Conclusion et recommandations du rapport
« Les données issues de la recherche expérimentale disponibles n’indiquent pas d’effets sanitaires à court terme ni à long terme de l’exposition aux radiofréquences. Les données épidémiologiques n’indiquent pas non plus d’effets à court terme de l’exposition aux radiofréquences. Des interrogations demeurent pour les effets à long terme, même si aucun mécanisme biologique analysé ne plaide actuellement en faveur de cette hypothèse. » (page 403). Néanmoins, considérant les inquiétudes du public et le développement des systèmes utilisant les radiofréquences, le rapport propose une série de mesures visant à mieux caractériser les niveaux d’exposition, à considérer les mesures à prendre pour réduire ou limiter ces expositions « dans les lieux présentant des valeurs sensiblement plus élevées que le niveau moyen ambiant ».

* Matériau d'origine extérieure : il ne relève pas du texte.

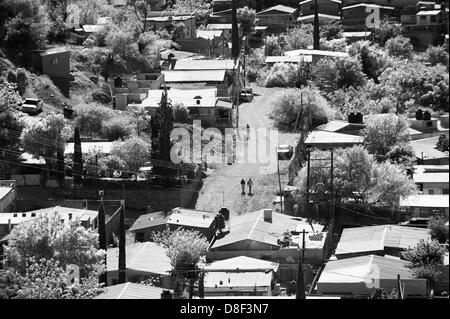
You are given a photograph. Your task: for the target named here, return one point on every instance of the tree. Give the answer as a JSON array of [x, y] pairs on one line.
[[288, 106], [133, 151], [247, 18], [77, 158], [388, 29], [316, 26], [399, 47], [383, 132], [426, 259], [122, 253], [235, 39], [90, 117], [102, 242], [42, 138], [186, 249], [438, 229], [45, 279], [45, 236]]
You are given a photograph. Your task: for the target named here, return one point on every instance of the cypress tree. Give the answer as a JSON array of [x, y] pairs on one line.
[[102, 238], [234, 31], [77, 158], [316, 26], [122, 257]]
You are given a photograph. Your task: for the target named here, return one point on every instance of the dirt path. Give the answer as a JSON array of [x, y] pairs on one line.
[[222, 186]]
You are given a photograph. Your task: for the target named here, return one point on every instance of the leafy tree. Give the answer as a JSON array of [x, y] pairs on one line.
[[388, 29], [186, 249], [331, 30], [438, 229], [45, 236], [45, 279], [42, 137], [399, 46], [287, 108], [77, 158], [383, 132], [247, 18], [426, 259], [90, 117], [436, 55], [133, 151]]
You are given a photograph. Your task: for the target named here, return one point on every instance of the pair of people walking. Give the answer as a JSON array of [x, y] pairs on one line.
[[249, 184]]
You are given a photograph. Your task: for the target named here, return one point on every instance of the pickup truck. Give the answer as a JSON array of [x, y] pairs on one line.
[[32, 106]]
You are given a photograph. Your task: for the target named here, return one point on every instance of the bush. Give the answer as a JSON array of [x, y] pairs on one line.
[[117, 127]]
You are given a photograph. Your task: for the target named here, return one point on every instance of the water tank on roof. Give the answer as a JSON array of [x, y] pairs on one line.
[[419, 115]]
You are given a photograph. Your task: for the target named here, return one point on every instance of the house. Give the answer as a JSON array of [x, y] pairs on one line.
[[131, 290], [360, 276], [278, 18], [271, 236], [8, 195], [426, 152], [199, 79], [134, 89], [55, 63], [331, 140], [354, 16], [325, 7], [143, 260], [204, 222], [432, 183], [378, 240], [316, 55], [168, 19], [202, 104], [425, 205]]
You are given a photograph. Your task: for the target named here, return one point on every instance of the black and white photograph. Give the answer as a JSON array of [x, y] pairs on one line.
[[228, 155]]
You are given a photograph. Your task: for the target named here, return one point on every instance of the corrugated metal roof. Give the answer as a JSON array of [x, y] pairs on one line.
[[147, 257], [330, 138], [233, 280], [364, 269], [425, 201], [194, 76], [376, 238], [204, 65], [131, 291], [281, 8], [242, 263]]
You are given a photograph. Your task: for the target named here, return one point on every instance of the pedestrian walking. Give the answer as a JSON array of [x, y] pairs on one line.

Dans le même ordre d’idées, il suggère de « fournir aux utilisateurs d’équipements personnels émetteurs de radiofréquences des mesures simples pour leur permettre de réduire leur exposition, s’ils le souhaitent » (page 406). Tandis que face à « la demande de réduction des niveaux d’exposition induits par les antennes-relais de téléphonie mobile à une valeur qui ne repose sur aucune justification scientifique » et au souhait de certaines villes « d’expérimenter des valeurs limites d’exposition différentes des valeurs limites réglementaires » il est recommandé « de peser avec soin les conséquences d’une telle réduction, notamment : en termes de multiplication du nombre des antennes et en termes d’augmentation possible de l’exposition de la tête aux radiofréquences émises par les téléphones mobiles ». (p 406).

Enfin, le rapport préconise plus généralement des mesures pour la poursuite des recherches dans un cadre pluridisciplinaire, l’amélioration de « la concertation et [du] débat autour des nouvelles implantations ou modifications d’émetteurs radiofréquences », un suivi de l’évolution des préoccupations des Français, une meilleure information du public, « en particulier par la mise en place d’un portail internet notamment destiné aux collectivités locales ».